Page 5 of Untamed Billionaire's Innocent Bride
And somehow that all wrapped around itself, became a knot and pulled tight inside her.
“My rich boss is your brother,” she pointed out, her voice sharper than it should have been. “This isn’t about money. It’s about family.”
“A very rich family,” Dominik agreed. And his gaze was more steel than silver then. “Who didn’t want me in the first place. I will pass, I think, on a tender reunion brought about by the caprice of a dead woman.”
Her heart lurched when he reached out and took her chin in his hand. She should have slapped him away. She meant to, surely.
But everything was syrupy, thick and slow. And all she could feel was the way he gripped her. The way he held her chin with a kind of certainty that made everything inside her quiver in direct contrast to that firm hold. She’d gone soft straight through. Melting hot. Impossibly...changed.
“I appreciate the taste,” he rumbled at her, sardonic and lethal and more than she could bear—but she still didn’t pull away from him. “I had no idea such a sharp blonde could taste so sweet.”
And he had already turned and started back toward his cabin by the time those words fully penetrated all that odd, internal shaking.
Lauren thought she would hate herself forever for the moisture she could feel in her own eyes, when she hadn’t permitted herself furious tears in as long as she could remember.
“Let me make certain I’m getting this straight,” she threw at his back, and she certainly did not notice how muscled he was, everywhere, or how easy it was to imagine her own hands running down the length of his spine, purely to marvel in the way he was put together. Certainly not. “The innkeeper called ahead, which means you knew I was coming. Did he tell you what I was wearing, too? So you could prepare this Red Riding Hood story to tell yourself?”
“If the cloak fits,” he said over his shoulder.
“That would make you the Big Bad Wolf, would it not?”
She found herself following him, which couldn’t possibly be wise. Marching across that clearing as if he hadn’t made her feel so adrift. So shaky.
As if he hadn’t kissed her within an inch of her life, but she wasn’t thinking about that.
Because she couldn’t think about that, or she would think of nothing else.

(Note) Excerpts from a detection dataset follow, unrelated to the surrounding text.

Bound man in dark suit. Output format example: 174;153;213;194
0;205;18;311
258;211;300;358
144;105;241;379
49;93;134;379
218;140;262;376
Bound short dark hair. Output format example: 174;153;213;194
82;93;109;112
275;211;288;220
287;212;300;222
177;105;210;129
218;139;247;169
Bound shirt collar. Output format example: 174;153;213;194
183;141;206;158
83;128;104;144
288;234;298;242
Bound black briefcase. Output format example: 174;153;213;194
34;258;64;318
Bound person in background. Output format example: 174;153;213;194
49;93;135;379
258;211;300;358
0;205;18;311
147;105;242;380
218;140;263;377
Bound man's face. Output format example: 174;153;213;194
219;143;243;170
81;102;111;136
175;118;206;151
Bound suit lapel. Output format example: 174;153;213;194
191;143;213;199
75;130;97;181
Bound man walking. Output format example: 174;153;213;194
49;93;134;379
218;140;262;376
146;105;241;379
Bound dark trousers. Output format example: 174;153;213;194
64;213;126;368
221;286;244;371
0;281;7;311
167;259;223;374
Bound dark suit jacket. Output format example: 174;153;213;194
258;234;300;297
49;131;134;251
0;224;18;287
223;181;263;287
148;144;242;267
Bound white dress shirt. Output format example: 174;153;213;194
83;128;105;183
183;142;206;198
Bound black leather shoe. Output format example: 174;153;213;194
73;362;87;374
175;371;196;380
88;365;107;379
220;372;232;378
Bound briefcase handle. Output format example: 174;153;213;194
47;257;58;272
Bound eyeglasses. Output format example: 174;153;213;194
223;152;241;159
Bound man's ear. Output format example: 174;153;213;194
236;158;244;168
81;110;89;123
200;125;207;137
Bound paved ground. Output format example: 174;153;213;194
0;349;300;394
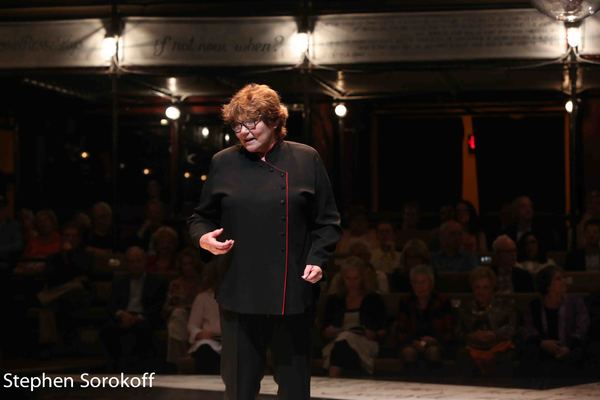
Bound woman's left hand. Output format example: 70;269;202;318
302;265;323;283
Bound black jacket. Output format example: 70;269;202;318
188;141;341;315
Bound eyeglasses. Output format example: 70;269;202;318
231;115;260;133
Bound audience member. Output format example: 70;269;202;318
321;257;386;377
164;248;203;364
396;265;454;370
457;267;517;376
100;247;165;372
491;235;534;294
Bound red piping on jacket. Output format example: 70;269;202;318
265;157;290;315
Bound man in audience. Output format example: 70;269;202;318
492;235;534;294
431;220;477;272
101;247;166;371
86;201;113;255
371;220;400;274
503;196;558;250
565;219;600;271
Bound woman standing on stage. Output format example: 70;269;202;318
188;84;341;400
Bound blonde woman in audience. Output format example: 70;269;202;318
163;248;203;364
321;257;386;377
187;264;221;374
148;226;179;272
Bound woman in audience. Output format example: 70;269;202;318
163;248;203;364
456;200;488;254
523;265;590;376
187;264;221;375
456;267;517;375
321;257;386;377
517;232;556;275
390;239;431;292
396;265;454;370
15;210;62;275
148;226;179;272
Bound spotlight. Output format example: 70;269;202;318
335;103;348;118
565;100;573;114
290;32;308;54
100;36;118;60
165;106;181;120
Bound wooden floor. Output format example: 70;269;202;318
11;375;600;400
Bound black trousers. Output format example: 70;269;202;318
221;309;314;400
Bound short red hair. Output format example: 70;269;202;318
222;83;288;139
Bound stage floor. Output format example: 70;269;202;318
154;375;600;400
15;374;600;400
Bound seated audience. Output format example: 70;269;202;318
431;221;478;272
15;210;61;275
456;200;488;254
565;219;600;272
148;226;179;272
577;189;600;248
371;221;400;275
37;224;92;355
503;196;558;250
517;232;556;275
100;247;165;372
523;265;590;377
187;264;221;375
86;201;113;255
457;267;517;376
335;208;377;257
390;239;431;292
321;257;386;377
396;265;454;371
163;248;203;364
491;235;534;294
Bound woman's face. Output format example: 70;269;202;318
410;274;433;298
548;272;567;296
525;235;540;260
472;278;494;306
342;268;362;291
235;120;277;154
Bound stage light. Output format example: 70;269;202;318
165;106;181;120
567;26;581;47
100;36;119;60
335;103;348;118
290;32;309;55
565;100;573;114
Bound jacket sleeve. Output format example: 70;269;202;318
306;152;342;268
187;157;221;247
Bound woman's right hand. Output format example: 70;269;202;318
200;228;234;255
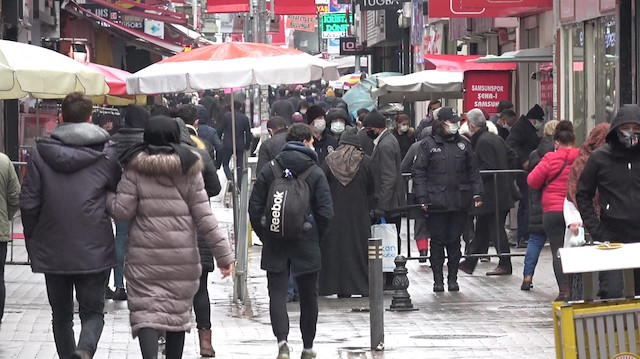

“There are all kinds of wolves in the forests of Europe.” And his voice seemed darker then. Especially when he turned, training that gray gaze of his on her all over again. It had the same effect as before. Looking at him was like staring into a storm. “Big and bad is as good a description as any.”
She noticed he didn’t answer the question.
“Why?”
Lauren stopped a foot or so in front of him. She found her hands on her hips, the wrap falling open. And she hated the part of her that thrilled at the way his gaze tracked over the delicate gold chain at her throat. The silk blouse beneath.
Her breasts that felt heavy and achy, and the nipples that were surely responding to the sudden exposure to colder air. Not him.
She had spent years wearing gloriously girly shoes to remind herself she was a woman, desperately hoping that each day was the day that Matteo would see her as one for a change. He never had. He never would.
And this man made her feel outrageously feminine without even trying.
She told herself what she felt about that was sheer, undiluted outrage, but it was a little too giddy, skidding around and around inside her, for her to believe it.
“Why did I kiss you?” She saw the flash of his teeth, like a smile he thought better of at the last moment, and that didn’t make anything happening inside her better. “Because I wanted to, little red. What other reason could there be?”
“Perhaps you kissed me because you’re a pig,” she replied coolly. “A common affliction in men who feel out of control, I think you’ll find.”
A kind of dark delight moved over his face.
“I believe you have your fairy tales confused. And in any case, where there are pigs, there is usually also huffing and puffing and, if I am not mistaken, blowing.” He tilted that head of his to one side, reminding her in an instant how untamed he was. How outside her experience. “Are you propositioning me?”
She felt a kind of red bonfire ignite inside her, all over her, but she didn’t give in to it. She didn’t distract herself with images of exactly what he might mean by blowing. And how best she could accommodate him like the fairy tale of his choice, right here in this clearing, sinking down on her knees and—
“Very droll,” she said instead, before she shamed herself even further. “I’m not at all surprised that a man who lives in a shack in the woods has ample time to sit around, perverting fairy tales to his own ends. But I’m not here for you, Mr. James.”
“Call me Dominik.” He smiled at her then, but she didn’t make the mistake of believing him the least bit affable. Not when that smile made her think of a knife, sharp and deadly. “I would say that Mr. James was my father, but I’ve never met the man.”
“I appreciate this power play of yours,” Lauren said, trying a new tactic before she could get off track again, thinking of knives and blowing and that kiss. “I feel very much put in my place, thank you. I would love nothing more than to turn tail and run back to my employer, with tales of the uncivilized hermit in the woods that he’d be better off never recognizing as his long-lost brother. But I’m afraid I can’t do that.”